Whatever else coworking may or may not be, one of the most consistent observations is that it makes people happy.
We may be right to raise an eyebrow at this finding, wondering who this sample is, and just what are they comparing coworking to. Still, there seems to be something to this.
In an interview with surveyor Steve King, Cat Johnson comments that this is not really a surprising finding. One of the key benefits of coworking from the very inception is to deal with the loneliness of independent work, as well as other aspects of social isolation.
A pseudo-Marxist might comment that in the “gig” economy, responsibility for creating collegiality is yet one more bit of “infrastructure” that capital is pushing onto the shoulders of labor.
And a techno-pessimist might comment that, despite the frothy pronouncements about “connecting everyone”, digital colleagues aren’t anywhere as satisfying as face to face relationships.
But I digress.
Coworking is also about community, and often about “tribes”. A sense of belonging makes people happy in many ways, and also elicits many prosocial behaviors, such as sharing and helping each other. These behaviors make people happy, too.
Johnson discusses the rather tangled relationship between “happiness” and “productivity”. Each of these concepts are fuzzy and may have many meanings, so it is important to be cautious here. But it is certainly common to find that self-reported happiness and productivity are correlated.
Productive workers are often happy workers—success and rewards feel great and probably deliver economic security.
Many people argue that happy workers are more productive, too. This surely must depend on the definition of “productive”, and other circumstances. We’ve all known happy slackers who are the nicest, happiest people in the room—and utterly useless for many tasks.
So why does coworking make coworkers happy?
I think it is a combination of self-selection into like-minded communities, and conviviality of these communities. The self-selection is certainly an interesting feature—conventional offices are selected by “the man”, like it or not. Many of us have experienced the hell that is a “great job” that requires working with horrible people.
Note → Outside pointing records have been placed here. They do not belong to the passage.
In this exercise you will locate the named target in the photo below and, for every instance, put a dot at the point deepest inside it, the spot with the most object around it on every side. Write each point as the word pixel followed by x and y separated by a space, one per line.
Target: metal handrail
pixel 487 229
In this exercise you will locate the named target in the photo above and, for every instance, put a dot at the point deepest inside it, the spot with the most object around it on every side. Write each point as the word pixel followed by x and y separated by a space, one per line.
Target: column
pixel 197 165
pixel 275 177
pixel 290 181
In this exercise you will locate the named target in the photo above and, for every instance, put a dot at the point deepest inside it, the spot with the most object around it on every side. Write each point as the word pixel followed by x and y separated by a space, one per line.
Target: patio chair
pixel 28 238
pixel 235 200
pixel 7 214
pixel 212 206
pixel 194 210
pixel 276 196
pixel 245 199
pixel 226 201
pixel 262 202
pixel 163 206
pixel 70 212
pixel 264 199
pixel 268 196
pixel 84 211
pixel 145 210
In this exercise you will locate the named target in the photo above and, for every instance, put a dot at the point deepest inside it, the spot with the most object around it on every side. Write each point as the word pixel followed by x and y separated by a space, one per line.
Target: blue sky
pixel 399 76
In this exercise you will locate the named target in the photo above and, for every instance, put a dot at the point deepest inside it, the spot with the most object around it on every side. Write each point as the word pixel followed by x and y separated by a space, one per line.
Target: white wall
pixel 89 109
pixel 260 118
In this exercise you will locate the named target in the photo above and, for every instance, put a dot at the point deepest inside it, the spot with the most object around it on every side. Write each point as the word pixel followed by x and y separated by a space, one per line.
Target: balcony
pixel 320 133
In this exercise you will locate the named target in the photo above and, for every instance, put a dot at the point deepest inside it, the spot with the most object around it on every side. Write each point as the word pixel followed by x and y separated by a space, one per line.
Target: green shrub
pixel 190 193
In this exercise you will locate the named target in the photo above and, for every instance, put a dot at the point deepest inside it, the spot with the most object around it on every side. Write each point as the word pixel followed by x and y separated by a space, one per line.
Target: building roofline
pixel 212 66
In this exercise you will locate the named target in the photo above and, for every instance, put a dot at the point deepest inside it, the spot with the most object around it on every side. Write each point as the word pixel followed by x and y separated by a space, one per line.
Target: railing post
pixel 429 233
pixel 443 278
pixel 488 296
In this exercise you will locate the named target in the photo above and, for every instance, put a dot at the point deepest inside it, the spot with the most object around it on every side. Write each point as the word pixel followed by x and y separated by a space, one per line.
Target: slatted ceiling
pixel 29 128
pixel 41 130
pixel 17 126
Bob’s (probably bad) career advice: It doesn’t matter what you are doing, so long as you are doing it with people you really like.
I think King is right when he sees the trend to “a natural segmentation is occurring, with different types of coworking spaces catering to different types of workers.” Actually, I would say that this isn’t a new thing, it was baked in from the beginning.
Perhaps self-selection into tribal enclaves makes people happy, but at what cost? Many people have commented on the lack of diversity found in a given coworking space, and how off putting it is for those of us outside the tent. “Tribes” exclude people, which is very unpleasant (and unproductive).
This is a good point to come back to in future posts.
What Is Coworking?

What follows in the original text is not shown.